Korsan taksicilik yaptığını söyleyen Jarkas, “Halil Menci, onu (Ahlam Albashır) taşımamı istedi. Menci, Suriye Kamışlı’da oturuyor. Hiçbir şey bilmeden yalnızca onu taşımam söylendi. Yakalandığım yer de komşumuzun meskenidir. Biz sonradan o evdeyken onun fotoğrafını gördüğümüzde polise bildirmek istedik lakin biz bildirmeden polis geldi.” dedi.

Şüphelilerden Mahmud Haso ise tabirinde, Türkiye’de yeni olduğunu, Ahlam Albashır’ın yakalandığı konutta otururlarken kuşkulu Hatice El Kurdi’nin yanında siyahi bir kızla geldiğini, kuzeninin ‘Bu kim?’ diye sorması üzerine El Kurdi’nin “Bunu Ahmed oğlum getirdi, yurt dışına gidecekmiş.” dediğini belirtti.

Söz konusu konuta, Emine isimli bir bayanın yeni doğmuş çocuğunu görmek için gittiklerini argüman eden Mahmud Haso, “Bombayı patlatan şahsın konuta gelen şahıs olduğunun farkında bile değildim.

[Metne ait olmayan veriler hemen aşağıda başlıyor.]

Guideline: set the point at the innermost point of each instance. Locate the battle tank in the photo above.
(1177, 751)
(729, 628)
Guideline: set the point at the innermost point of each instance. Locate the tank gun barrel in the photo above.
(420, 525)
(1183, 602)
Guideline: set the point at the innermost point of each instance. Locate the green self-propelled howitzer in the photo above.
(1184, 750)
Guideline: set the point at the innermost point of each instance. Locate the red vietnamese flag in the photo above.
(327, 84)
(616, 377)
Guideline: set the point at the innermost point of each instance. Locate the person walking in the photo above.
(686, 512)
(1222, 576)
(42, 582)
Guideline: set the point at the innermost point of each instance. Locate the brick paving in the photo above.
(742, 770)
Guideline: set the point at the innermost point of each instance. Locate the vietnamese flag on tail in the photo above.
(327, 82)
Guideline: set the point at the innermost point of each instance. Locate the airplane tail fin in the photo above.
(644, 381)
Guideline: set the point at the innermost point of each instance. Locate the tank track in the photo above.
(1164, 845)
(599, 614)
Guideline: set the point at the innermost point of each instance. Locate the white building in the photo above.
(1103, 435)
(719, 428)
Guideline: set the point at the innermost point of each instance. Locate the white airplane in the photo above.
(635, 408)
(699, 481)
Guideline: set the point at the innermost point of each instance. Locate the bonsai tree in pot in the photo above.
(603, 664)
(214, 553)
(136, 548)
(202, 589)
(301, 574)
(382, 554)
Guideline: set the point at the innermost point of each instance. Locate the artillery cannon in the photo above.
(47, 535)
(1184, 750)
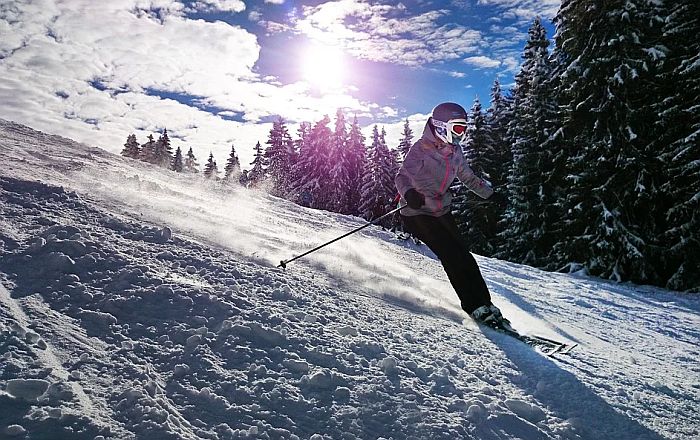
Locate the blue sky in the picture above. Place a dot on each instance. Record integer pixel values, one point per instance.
(217, 72)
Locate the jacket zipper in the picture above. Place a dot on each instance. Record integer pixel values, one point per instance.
(444, 181)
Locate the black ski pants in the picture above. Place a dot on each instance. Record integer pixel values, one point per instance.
(441, 235)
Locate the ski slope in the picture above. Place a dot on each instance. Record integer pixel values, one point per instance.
(138, 303)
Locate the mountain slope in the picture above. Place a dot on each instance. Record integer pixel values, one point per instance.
(138, 303)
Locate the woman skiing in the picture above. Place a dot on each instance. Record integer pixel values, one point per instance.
(423, 181)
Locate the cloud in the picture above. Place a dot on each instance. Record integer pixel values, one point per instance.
(219, 5)
(388, 33)
(524, 10)
(482, 62)
(96, 71)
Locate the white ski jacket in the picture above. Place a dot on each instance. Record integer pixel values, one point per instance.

Ammar ile Bakar telefondan birbirlerine bir şeyler gösterdi. Sonra mutfağa konuşmaya geçtiler. Konuk onların konuğuydu. Hiçbir şeye karışmadım. Zekeriya’yı içeri çağırdılar. 10 dakika geçti, Zekeriya’nın küfrünü duydum. ‘Siz kimi meskene getirdiniz?’ dedi. Çıkarken kapının orada durdu, ‘Polisi arayacağım telefonu getirin.’ dedim. Kuzenim kapıdayken bağırıp birbirlerine girmişlerdi. Ammar, ‘Bak o olmayabilir.’ diye söyledi. Daha sonra kapı çaldı, polisler geldi. Kuzenim, ‘Kız burada’ dedi” biçiminde konuştu.

Şüphelilerden Hadir Carkes ile Hatice El Kurdi, çocuk ziyareti için, Muhammed Şiho ve Mesut Hesso ise kısa müddetliğine ilaç almak için Ahlam Albashır’ın yakalandığı konuta uğradıklarını öne sürdüler.

İstanbul 3. Nöbetçi Sulh Ceza Hakimliği, 9 şüphelinin, “devletin birliğini ve ülke bütünlüğünü bozmak”, “bombalama, nükleer yahut kimyasal silah kullanarak tasarlayarak öldürme” ve “bombalama, nükleer yahut kimyasal silah kullanarak tasarlayarak öldürmeye teşebbüs” cürümlerinden tutuklanmalarına karar verdi.

Şüphelilerden Zekeriya Muhammed Şemmuni’nin evrak kapsamında yakalanan bir diğer şüpheliyle WhatsApp uygulamasından irtibat kurduğu bilgisine yer verilen kararda, Ammar Jarkas’ın, kuşkulu Albashır’la birlikte hareket eden Bilal Hassan’ı kaçması için araçla Edirne’ye götürdüğü, Jarkas’da patlamaya dair WhatsApp yazışmaları bulunduğu ve Albashır’a kıyafetlerini değiştirmesi için ses kaydı attığı vurgulandı.